8

Nu ik beter naar haar kijk, ontdek ik steeds andere gelijkenissen. Ze heeft mijn neus. Ze gebruikt geen make-up en dat zou wel eens kunnen betekenen dat ze er ook overgevoelig voor is.

Ze heeft in de gaten dat ik naar haar zit te staren. 'Wij kennen elkaar toch niet ergens van?' informeert ze. 'U zit naar me te kijken alsof u zich wilt herinneren waar u me eerder hebt gezien.'

'Dat klopt. Je hebt iets bekends.' Ik begeef me op glad ijs. Laat ik uitkijken met wat ik zeg.

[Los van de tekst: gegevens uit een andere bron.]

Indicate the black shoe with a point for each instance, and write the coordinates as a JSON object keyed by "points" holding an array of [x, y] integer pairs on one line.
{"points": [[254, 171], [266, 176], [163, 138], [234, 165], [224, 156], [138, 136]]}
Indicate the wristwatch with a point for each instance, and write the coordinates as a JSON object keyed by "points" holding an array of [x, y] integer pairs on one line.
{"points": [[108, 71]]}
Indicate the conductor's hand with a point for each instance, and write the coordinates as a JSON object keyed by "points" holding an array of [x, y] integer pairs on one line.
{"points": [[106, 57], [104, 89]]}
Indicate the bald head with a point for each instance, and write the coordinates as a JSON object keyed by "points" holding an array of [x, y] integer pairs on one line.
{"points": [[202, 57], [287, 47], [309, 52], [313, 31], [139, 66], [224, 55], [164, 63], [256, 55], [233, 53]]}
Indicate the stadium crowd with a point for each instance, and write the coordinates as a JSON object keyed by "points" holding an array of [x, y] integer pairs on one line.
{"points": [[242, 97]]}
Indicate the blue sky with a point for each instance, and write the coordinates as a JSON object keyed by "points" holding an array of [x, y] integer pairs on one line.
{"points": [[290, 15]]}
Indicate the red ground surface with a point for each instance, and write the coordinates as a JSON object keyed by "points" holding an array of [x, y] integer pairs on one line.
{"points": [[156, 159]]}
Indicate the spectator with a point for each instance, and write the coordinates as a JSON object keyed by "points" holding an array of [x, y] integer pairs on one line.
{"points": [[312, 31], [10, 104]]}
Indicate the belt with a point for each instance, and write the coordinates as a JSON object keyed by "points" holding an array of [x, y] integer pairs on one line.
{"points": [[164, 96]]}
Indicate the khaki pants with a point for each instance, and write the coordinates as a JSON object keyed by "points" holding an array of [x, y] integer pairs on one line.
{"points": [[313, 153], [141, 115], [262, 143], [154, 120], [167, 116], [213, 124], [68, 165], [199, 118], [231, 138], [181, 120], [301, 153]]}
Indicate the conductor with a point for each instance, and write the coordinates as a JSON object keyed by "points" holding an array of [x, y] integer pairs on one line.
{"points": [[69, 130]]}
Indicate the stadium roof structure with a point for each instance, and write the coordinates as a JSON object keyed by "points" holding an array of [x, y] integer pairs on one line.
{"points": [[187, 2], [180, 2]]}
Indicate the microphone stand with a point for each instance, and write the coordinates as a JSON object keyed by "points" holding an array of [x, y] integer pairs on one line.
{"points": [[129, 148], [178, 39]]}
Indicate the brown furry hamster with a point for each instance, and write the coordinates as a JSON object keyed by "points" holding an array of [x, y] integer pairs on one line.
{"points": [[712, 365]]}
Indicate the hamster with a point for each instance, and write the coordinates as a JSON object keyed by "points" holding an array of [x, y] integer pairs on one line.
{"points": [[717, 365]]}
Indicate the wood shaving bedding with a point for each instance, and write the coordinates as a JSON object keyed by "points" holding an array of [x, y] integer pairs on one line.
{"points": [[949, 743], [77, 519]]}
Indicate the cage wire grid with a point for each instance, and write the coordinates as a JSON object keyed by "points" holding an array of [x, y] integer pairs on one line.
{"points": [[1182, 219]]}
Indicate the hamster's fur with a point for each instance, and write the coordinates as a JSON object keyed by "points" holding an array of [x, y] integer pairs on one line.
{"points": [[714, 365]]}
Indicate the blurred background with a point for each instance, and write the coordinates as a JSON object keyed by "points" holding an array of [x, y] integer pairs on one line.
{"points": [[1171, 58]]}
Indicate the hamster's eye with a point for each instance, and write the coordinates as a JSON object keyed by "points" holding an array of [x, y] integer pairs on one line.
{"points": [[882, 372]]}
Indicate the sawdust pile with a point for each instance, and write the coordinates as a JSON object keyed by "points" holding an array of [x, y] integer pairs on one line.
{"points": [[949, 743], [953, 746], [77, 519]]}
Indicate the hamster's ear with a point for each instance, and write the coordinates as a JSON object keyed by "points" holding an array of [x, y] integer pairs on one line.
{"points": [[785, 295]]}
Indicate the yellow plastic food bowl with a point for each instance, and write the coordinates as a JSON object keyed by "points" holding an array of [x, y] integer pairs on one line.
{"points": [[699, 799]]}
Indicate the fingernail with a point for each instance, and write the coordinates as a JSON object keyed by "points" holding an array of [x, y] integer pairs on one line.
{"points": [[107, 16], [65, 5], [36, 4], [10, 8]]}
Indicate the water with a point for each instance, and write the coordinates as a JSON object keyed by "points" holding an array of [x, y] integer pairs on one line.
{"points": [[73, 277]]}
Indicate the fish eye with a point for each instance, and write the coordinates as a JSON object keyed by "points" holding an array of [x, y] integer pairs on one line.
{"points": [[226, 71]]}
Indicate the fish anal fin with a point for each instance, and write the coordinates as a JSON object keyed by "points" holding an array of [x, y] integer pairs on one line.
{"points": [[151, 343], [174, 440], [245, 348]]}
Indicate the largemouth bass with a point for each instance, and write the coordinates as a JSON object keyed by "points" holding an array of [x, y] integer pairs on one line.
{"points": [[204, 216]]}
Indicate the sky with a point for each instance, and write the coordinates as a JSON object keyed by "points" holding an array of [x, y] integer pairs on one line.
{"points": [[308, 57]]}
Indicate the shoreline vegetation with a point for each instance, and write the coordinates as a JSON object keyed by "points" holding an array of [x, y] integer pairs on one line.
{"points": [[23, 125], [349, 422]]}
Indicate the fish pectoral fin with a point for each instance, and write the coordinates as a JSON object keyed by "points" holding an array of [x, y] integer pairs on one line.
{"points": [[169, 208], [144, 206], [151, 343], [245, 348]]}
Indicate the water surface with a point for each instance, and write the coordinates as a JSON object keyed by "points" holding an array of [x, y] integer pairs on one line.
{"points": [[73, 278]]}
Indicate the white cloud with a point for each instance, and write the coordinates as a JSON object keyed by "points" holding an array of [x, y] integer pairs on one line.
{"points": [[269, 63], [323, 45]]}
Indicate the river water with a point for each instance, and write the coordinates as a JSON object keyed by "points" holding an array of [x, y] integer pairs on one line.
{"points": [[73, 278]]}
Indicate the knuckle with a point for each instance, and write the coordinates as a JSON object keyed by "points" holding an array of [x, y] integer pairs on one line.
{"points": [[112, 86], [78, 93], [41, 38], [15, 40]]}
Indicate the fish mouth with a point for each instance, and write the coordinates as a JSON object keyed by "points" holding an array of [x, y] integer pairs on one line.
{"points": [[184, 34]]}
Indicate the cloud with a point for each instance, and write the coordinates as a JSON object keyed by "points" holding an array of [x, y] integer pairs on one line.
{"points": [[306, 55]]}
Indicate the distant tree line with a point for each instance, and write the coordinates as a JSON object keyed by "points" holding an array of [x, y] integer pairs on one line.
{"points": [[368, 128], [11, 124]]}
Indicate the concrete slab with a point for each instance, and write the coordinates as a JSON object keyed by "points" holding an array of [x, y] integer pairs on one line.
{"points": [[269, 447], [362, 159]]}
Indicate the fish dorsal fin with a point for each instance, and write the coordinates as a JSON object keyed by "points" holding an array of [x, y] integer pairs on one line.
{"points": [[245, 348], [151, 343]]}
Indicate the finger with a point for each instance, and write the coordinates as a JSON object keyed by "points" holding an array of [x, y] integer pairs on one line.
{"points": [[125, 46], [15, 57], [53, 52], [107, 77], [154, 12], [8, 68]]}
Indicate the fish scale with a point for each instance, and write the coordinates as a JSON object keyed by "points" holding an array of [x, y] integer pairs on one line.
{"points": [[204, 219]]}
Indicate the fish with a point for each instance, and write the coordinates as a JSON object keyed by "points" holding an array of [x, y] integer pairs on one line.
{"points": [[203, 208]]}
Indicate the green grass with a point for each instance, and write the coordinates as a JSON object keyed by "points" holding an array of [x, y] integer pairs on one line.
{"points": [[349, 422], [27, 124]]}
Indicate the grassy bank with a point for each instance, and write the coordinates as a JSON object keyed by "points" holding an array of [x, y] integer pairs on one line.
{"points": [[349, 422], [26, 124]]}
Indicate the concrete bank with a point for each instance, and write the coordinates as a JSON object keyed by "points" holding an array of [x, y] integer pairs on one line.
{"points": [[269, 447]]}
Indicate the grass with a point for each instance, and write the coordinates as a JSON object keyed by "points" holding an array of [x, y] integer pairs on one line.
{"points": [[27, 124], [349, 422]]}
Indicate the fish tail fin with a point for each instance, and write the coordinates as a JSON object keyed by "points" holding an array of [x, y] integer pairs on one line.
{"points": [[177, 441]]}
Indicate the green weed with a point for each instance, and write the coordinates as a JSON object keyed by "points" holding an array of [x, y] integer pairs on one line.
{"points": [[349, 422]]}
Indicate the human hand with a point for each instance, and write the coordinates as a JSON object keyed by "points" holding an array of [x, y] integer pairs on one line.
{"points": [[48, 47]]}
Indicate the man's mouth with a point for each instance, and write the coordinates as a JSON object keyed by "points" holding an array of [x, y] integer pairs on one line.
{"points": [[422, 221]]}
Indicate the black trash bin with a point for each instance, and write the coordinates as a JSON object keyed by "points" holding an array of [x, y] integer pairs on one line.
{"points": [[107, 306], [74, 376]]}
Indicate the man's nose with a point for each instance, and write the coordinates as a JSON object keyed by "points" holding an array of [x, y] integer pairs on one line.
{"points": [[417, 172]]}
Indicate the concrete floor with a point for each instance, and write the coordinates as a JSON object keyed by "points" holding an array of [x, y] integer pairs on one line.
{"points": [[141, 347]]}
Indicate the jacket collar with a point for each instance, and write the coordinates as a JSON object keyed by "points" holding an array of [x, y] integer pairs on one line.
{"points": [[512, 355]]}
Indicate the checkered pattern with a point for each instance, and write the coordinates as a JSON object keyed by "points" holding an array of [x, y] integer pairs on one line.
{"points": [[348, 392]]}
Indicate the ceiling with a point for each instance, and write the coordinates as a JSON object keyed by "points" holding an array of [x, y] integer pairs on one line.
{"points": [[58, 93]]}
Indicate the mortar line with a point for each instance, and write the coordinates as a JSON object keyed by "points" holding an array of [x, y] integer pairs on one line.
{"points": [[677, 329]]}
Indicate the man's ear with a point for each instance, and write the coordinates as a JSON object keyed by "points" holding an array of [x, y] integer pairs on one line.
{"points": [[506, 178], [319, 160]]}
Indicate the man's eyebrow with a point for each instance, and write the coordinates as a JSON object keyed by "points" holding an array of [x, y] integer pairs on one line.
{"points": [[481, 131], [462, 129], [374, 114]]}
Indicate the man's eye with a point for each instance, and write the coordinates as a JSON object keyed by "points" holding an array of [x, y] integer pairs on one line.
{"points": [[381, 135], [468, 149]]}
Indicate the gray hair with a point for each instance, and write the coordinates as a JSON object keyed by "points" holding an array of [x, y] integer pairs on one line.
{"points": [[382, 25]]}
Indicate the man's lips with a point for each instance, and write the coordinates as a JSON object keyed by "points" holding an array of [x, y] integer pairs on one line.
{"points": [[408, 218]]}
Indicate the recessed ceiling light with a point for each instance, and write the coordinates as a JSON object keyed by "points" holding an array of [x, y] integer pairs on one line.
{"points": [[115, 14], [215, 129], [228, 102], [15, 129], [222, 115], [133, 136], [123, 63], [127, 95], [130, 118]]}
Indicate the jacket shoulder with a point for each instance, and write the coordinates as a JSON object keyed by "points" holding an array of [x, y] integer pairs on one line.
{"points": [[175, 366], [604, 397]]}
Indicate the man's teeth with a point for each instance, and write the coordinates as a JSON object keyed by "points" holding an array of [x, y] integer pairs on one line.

'Ik heb een tamelijk alledaags gezicht,' lacht ze. 'Het overkomt me vaker dat mensen denken dat ze me ergens van kennen. En ik maar mijn best doen om heel speciaal te zijn. U had me eens moeten zien toen ik zestien was. Ik verfde me zo heftig dat ik op iedereen leek, behalve op mezelf. En dat moest ik bekopen met vreselijke allergieaanvallen. Ik ben overgevoelig voor make-up. Dat is een ramp, ik krijg overal jeuk van.'

Nu zou ik haar kunnen vertellen dat ik zelf een merk heb ontdekt waar ik in ieder geval geen last van heb. Maar ik realiseer me dat ze dan vragen kan gaan stellen over mijn ervaringen en dat we zullen ontdekken dat die sterk overeenkomen. Ze is slim, dat merk ik aan alles wat ze zegt. Ze kijkt scherp. Ze denkt na. Ze zou een verband kunnen leggen tussen haar en mij. Ik verwerp deze mogelijkheid al op het moment dat ik het bedenk. Ik zie spoken, ik draaf door. Waar Chantal ook mee bezig is, niet met haar afkomst. Ze zei het toch zelf? Het voegt niets meer toe. Ze was aanvankelijk nog geïnteresseerd in mogelijke genetische afwijkingen die ze geërfd had van haar biologische familie. Maar nu ze geen kinderen meer kan krijgen, is die interesse verdwenen. Ze wil niet weten hoe haar eigen moeder eruitziet, wie ze is, waar ze van houdt, waarom ze haar heeft afgestaan. Ze heeft een veilige jeugd gehad en staat stevig in haar schoenen. Ze heeft een moeder. Dat is goed. Ik zou tevreden moeten zijn. Er zou een last van mijn schouders moeten vallen. Waarom voel ik dat dan niet? Waarom drukt er juist een last op mijn schouders? Waarom verkrampt mijn maag, trillen mijn handen, bonkt mijn hart?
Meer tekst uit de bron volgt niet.